Zhou Jinfei, Zhu Yaping, Zhang Yana, Yang Cheng, Pan Hong
State Key Laboratory of Media Convergence and Communication, The Communication University of China, Beijing, 100024 China.
Data Science Research Institute, Swinburne University of Technology, Melbourne, 3122 Australia.
Neural Comput Appl. 2023;35(13):9481-9500. doi: 10.1007/s00521-022-08072-w. Epub 2023 Mar 16.
Automatically generating descriptions for disaster news images could effectively accelerate the spread of disaster message and lighten the burden of news editors from tedious news materials. Image caption algorithms are remarkable for generating captions directly from the content of the image. However, current image caption algorithms trained on existing image caption datasets fail to describe the disaster images with fundamental news elements. In this paper, we developed a large-scale disaster news image Chinese caption dataset (DNICC19k), which collected and annotated enormous news images related to disaster. Furthermore, we proposed a spatial-aware topic driven caption network (STCNet) to encode the interrelationships between these news objects and generate descriptive sentences related to news topics. STCNet firstly constructs a graph representation based on objects feature similarity. The graph reasoning module uses the spatial information to infer the weights of aggregated adjacent nodes according to a learnable Gaussian kernel function. Finally, the generation of news sentences are driven by the spatial-aware graph representations and the news topics distribution. Experimental results demonstrate that STCNet trained on DNICC19k could not only automatically creates descriptive sentences related to news topics for disaster news images, but also outperforms benchmark models such as Bottom-up, NIC, Show attend and AoANet on multiple evaluation metrics, achieving CIDEr/BLEU-4 scores of 60.26 and 17.01, respectively.

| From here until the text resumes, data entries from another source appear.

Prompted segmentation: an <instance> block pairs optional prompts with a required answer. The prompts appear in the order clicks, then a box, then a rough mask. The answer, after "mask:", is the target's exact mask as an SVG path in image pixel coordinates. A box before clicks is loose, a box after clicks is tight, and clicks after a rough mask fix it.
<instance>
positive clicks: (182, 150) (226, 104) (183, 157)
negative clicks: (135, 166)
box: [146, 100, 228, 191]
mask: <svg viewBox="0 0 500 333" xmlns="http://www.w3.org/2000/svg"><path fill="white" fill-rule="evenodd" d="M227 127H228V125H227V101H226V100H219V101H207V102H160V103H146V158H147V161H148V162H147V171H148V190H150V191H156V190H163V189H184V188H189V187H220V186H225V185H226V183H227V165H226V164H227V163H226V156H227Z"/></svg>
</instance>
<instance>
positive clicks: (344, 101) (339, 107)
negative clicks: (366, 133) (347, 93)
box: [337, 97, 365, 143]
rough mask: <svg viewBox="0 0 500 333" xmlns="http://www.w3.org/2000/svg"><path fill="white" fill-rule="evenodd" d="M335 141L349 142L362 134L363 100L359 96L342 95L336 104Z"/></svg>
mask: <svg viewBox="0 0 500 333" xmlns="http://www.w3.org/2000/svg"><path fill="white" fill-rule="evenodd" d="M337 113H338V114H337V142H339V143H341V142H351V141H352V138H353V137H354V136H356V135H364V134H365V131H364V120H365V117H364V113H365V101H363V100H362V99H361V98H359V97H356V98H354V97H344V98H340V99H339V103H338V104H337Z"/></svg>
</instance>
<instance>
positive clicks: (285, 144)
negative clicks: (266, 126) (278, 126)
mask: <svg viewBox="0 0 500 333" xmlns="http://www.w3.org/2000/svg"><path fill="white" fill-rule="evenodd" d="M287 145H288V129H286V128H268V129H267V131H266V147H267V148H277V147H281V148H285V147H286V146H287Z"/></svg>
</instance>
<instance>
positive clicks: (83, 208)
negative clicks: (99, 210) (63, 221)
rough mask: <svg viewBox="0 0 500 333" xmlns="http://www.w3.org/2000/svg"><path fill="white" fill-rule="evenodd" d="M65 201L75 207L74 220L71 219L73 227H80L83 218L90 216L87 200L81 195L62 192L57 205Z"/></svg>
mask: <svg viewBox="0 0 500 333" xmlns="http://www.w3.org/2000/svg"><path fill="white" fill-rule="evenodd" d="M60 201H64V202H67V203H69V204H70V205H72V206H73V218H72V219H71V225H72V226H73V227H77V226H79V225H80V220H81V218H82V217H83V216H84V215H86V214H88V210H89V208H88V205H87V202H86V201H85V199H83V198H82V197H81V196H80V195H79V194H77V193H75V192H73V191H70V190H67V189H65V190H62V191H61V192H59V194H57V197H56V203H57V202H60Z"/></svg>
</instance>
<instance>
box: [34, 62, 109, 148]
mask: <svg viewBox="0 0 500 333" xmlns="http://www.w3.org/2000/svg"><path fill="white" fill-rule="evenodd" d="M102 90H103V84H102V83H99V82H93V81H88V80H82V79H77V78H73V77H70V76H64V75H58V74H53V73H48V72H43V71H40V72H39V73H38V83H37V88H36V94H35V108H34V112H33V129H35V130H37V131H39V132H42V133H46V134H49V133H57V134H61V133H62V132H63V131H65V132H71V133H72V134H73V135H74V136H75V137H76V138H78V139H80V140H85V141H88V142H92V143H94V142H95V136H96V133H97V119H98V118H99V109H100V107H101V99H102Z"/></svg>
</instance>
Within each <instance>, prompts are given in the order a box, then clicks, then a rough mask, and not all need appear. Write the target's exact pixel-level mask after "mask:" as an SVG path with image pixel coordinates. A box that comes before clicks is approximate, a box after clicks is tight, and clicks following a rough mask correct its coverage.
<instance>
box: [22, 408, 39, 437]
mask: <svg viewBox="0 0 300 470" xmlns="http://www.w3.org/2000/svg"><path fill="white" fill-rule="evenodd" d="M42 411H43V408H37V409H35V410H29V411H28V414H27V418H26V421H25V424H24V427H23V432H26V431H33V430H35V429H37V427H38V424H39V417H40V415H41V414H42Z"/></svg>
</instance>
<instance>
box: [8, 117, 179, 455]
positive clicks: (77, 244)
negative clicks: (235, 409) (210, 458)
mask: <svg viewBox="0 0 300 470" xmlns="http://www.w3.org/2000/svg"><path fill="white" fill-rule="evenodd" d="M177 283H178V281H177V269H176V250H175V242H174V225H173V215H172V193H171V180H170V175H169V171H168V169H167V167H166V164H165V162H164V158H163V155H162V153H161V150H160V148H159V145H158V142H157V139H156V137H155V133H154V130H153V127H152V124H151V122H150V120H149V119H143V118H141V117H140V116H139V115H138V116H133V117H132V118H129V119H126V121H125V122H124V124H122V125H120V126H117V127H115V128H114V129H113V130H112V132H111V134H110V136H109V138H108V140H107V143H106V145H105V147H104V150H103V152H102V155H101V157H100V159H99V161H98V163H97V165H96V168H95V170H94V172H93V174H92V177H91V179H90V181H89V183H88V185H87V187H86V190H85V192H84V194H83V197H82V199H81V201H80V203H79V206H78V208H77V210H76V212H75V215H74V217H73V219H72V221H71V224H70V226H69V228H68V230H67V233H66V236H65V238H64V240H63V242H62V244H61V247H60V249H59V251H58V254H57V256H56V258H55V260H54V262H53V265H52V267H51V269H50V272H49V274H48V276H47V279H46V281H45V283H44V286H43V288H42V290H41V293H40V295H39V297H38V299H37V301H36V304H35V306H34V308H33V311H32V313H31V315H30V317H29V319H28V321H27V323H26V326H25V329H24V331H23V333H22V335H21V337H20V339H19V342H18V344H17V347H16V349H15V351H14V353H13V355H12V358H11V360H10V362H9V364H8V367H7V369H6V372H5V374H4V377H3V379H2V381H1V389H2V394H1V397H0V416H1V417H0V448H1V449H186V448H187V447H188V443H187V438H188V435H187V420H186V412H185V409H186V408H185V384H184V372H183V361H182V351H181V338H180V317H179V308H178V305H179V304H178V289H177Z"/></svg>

自动生成灾难新闻图片的描述可以有效地加速灾难信息的传播,并减轻新闻编辑处理繁琐新闻素材的负担。图像字幕算法在直接从图像内容生成字幕方面表现出色。然而,当前在现有图像字幕数据集上训练的图像字幕算法无法用基本的新闻元素描述灾难图像。在本文中,我们开发了一个大规模的灾难新闻图像中文字幕数据集(DNICC19k),该数据集收集并标注了大量与灾难相关的新闻图像。此外,我们提出了一种空间感知主题驱动的字幕网络(STCNet),以编码这些新闻对象之间的相互关系,并生成与新闻主题相关的描述性句子。STCNet首先基于对象特征相似性构建图表示。图推理模块使用空间信息根据可学习的高斯核函数推断聚合相邻节点的权重。最后,新闻句子的生成由空间感知图表示和新闻主题分布驱动。实验结果表明,在DNICC19k上训练的STCNet不仅可以自动为灾难新闻图像创建与新闻主题相关的描述性句子,而且在多个评估指标上优于诸如Bottom-up、NIC、Show attend和AoANet等基准模型,分别达到了60.26和17.01的CIDEr/BLEU-4分数。